私は永年会社勤めをしていたこともあり、今でも日経新聞を読んでいますが、中でも月毎に筆者が代わる「私の履歴書」は必ず毎朝目を通しています。
5月は日立製作所の川村相談役が書かれていましたが、この方は渥美清さん主演の「男はつらいよ」の大ファンで全作品を見たそうです。ある作品の中で、人生に悩む寅さんの甥から「何のために勉強するのかな」との質問に対し、寅さんは次のように答えたようです。「生きていりゃいろんな事にぶつかる。そんな時オレみてえに勉強してない奴は、サイコロの出た目で決めるよりしょうがないが、勉強した奴は自分の頭で、筋道を立てて考えることが出来るんだ」。自分の意志で人生の方向付けができる人間の大切さや立派さがちゃんとわかっている。こんなところに作品の深みがあると川村氏は書かれていました。

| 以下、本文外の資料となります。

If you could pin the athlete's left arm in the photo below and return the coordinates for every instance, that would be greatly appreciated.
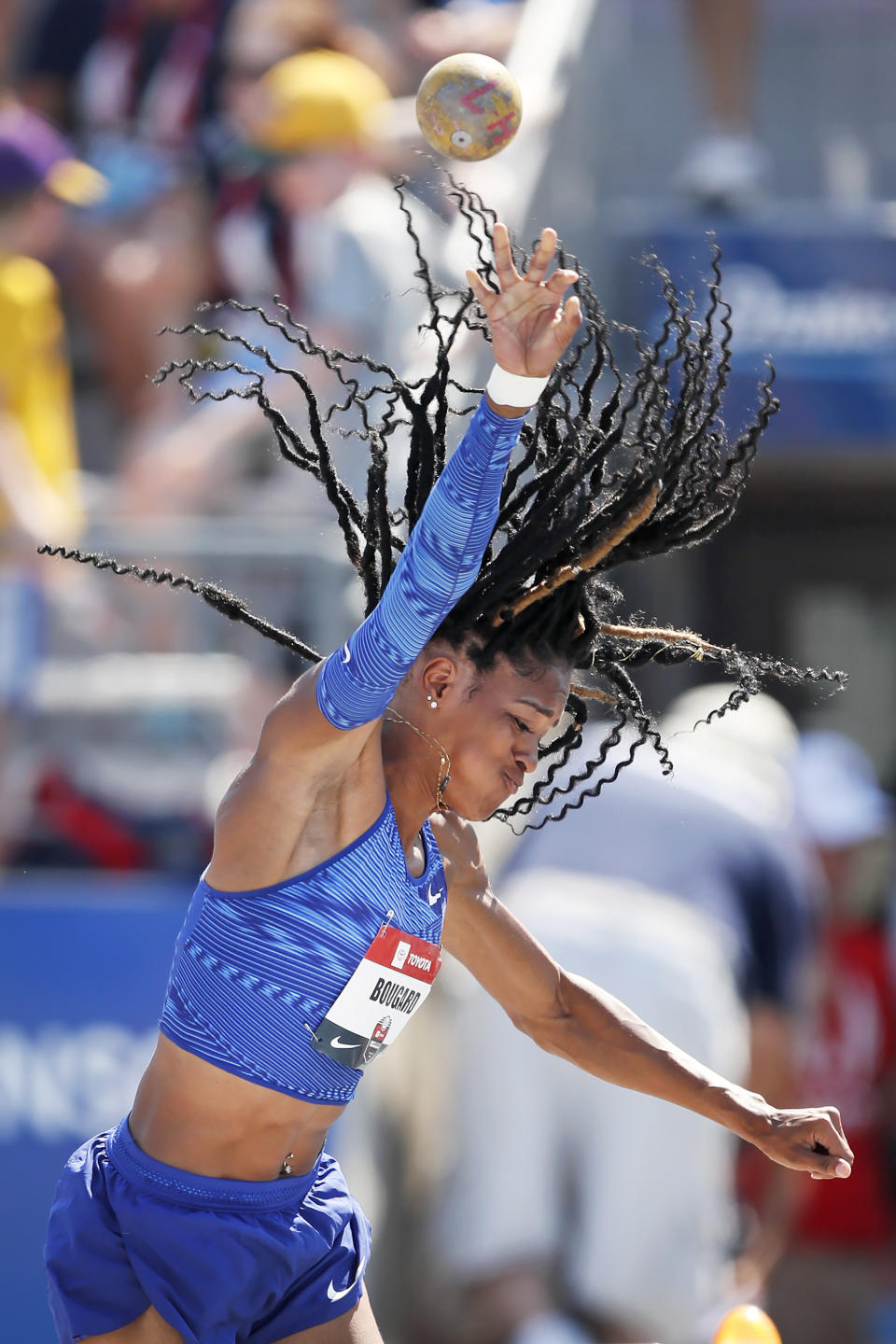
(575, 1019)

少し話は変わりますが、この寅さんの台詞に関連して私なりに「勉強」について考えてみますと、「勉強」とは知識を習得して考えの幅を広げることに加え、大事なことは「考える」という習慣を身に付けることではないかと思います。どんな世界の人でも一流と言われる人たち、例えば野球のイチロー選手は、今日より明日少しでも野球が上手くなるように、四六時中野球のことばかりを考えているという話しを聞きました。また、私がある会合でお目にかかった京都の老舗豆腐店の経営者の方も、「美味しい豆腐を作るのに終わりはない。毎日どうしたら美味しい豆腐が作れるか考えている。日々勉強だ」と言われていました。
もう少し深く知りたい、考えたいから「勉強」する。受験勉強ではなかなかこうはいきませんが、「勉強」とは本来そういうのではないかと思います。